The principal role of the Pharaoh was to preserve Maat, in other words, his rules and actions were to be subjected only to Maat. He had to exercise sekhem, or authority to ascertain that this natural order never be broken, and it would be a great misdeed if he himself as ruler stepped outside of these bounds. In this sense, Maat also became a divine personification of Truth and Justice, a moral standard by which every Egyptian could distinguish right from wrong. The pharaoh had also to perform heka, meaning the daily prayers and rituals necessary so that his will remains in the rightful state to preserve Maat.
Many pharaohs from the 18th and 19th dynasties had Maat in their prenomen:
Hatshepsut (Maat-Ka-Re) 1473 -
As a deity, Maat was personified as a goddess, most often in a seated posture with one raised knee, holding a scepter in one hand and an ankh in the other. An ostrich feather crowns her head. Sometimes she has wings on each arm. Later on she was paired with Thoth as her male counterpart, guiding the Boat of Re on either side.
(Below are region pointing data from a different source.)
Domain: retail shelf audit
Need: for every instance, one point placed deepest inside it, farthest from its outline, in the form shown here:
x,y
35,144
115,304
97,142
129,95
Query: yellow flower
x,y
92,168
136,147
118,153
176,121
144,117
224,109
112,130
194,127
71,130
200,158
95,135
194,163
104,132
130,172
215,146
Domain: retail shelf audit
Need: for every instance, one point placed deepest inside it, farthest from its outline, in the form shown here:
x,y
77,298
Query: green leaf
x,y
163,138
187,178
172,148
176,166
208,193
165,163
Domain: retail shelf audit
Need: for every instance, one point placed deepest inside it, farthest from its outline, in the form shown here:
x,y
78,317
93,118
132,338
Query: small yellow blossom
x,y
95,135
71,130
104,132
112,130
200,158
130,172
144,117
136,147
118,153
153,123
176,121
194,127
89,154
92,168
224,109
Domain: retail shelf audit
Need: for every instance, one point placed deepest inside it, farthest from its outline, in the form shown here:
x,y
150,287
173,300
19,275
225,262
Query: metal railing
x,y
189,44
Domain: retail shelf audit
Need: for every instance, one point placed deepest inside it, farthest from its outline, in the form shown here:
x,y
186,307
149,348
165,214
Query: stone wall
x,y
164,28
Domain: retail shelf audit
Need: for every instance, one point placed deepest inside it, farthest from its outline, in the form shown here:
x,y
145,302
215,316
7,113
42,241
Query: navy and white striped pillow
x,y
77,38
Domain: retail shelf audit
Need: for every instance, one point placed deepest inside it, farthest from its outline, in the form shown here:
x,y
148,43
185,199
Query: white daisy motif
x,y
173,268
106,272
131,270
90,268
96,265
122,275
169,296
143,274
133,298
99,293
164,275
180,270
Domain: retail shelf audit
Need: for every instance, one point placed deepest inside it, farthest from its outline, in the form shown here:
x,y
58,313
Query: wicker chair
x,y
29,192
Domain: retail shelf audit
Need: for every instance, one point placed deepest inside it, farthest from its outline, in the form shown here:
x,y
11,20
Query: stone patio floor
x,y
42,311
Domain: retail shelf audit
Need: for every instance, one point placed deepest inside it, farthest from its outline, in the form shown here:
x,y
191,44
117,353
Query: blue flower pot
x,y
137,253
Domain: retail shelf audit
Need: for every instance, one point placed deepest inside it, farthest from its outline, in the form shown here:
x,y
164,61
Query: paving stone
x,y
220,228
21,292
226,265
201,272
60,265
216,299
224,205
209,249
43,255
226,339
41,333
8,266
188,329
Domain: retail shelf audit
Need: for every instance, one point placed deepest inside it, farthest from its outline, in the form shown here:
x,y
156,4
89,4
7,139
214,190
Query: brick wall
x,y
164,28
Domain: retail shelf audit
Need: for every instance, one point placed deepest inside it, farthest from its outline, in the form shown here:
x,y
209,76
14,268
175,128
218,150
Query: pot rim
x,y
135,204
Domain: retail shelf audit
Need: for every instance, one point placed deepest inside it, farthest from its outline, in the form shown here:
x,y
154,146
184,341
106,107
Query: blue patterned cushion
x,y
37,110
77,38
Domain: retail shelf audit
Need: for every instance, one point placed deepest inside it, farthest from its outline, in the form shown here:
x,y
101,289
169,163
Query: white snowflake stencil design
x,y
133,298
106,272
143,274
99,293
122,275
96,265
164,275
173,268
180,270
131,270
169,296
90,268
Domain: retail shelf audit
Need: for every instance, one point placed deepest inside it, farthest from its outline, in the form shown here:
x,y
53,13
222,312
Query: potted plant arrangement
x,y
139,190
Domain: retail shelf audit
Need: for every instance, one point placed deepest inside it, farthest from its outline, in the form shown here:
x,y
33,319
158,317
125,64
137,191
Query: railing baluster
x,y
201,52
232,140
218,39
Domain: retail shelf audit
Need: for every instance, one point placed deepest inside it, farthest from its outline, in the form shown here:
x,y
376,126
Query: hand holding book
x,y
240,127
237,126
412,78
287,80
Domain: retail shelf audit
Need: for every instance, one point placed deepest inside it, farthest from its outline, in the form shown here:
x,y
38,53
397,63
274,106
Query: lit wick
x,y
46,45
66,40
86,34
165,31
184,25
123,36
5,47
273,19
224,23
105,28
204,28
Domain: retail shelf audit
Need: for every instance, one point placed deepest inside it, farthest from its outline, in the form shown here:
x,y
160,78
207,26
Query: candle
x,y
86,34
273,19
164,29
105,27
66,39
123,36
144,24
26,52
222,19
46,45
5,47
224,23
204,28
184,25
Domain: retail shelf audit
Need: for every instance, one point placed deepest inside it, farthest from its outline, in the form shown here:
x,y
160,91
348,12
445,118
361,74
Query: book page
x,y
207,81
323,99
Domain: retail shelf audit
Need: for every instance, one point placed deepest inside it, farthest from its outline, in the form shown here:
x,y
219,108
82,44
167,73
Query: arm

As a concept of truth and order, Maat is a special kind of divinity in the Egyptian pantheon, not worshipped in the same religious fashion as the deities of Egypt. Only one small temple at Karnak, now in ruins, exists dedicated solely to her.
Living in Maat also meant that the deeds you perform in this life would be amply rewarded in the Land of Osiris. The salvation of the deceased depended on his heart weighing exactly like the feather of the Goddess Maat in the Balance of Truth at the Hall of Maat.
When he states before the gods that during the course of his life he has done no wrong to his fellow men and helped those more unfortunate, the deceased is declared maa kheru, "true of voice".
Replica Painting by Ben Morales-Correa
Maat is central to ancient Egyptian religion, one of the most fascinating topics of discussions for egyptologists today, a subject of continuous research and new interpretations. Did ancient Egyptians believe in many separate deities or only One with multiple manifestations, capable of assuming masculine, feminine and animal roles?
In those days, every culture had their particular divinities. The first thing a respectful traveler would to was to go to the temple of the local god and pay his respects. Mika Waltari, in his wonderful novel Sinuhe The Egyptian mentions that it was the custom for one king to call upon another king with whom he was in peace to pay a tribute in gold. The precious metal was used to erect an image of his brother king's god. Both nations would thus benefit, one with gold and the other with an image of his authority in his ally's land.
It times of war, however, it was "my God against your God". That is how victorious Amen-Re, Lord of Thebes, became the most powerful god of his time. His temple at Karnak was so large that the entire St.Peter' Basilica and the Church of Notre Dame fit in. But even Amen-Re's authority was once challenged, by his High Priest no less. The son of Amenhotep III, who's name means Amen is in Peace, changed his name from Amenhotep IV to Akhenaten and established the worship of One God with only One manifestation, the Solar Disk Aten. It was a time of upheaval that is masterfully recreated in Waltari's novel.
Today, of course, Egyptians, whether Islamic or Christian, worship only one God and, although the ancient gods and goddesses are no longer worshipped, there is Maat bringing truth, justice and joy to the Black Land.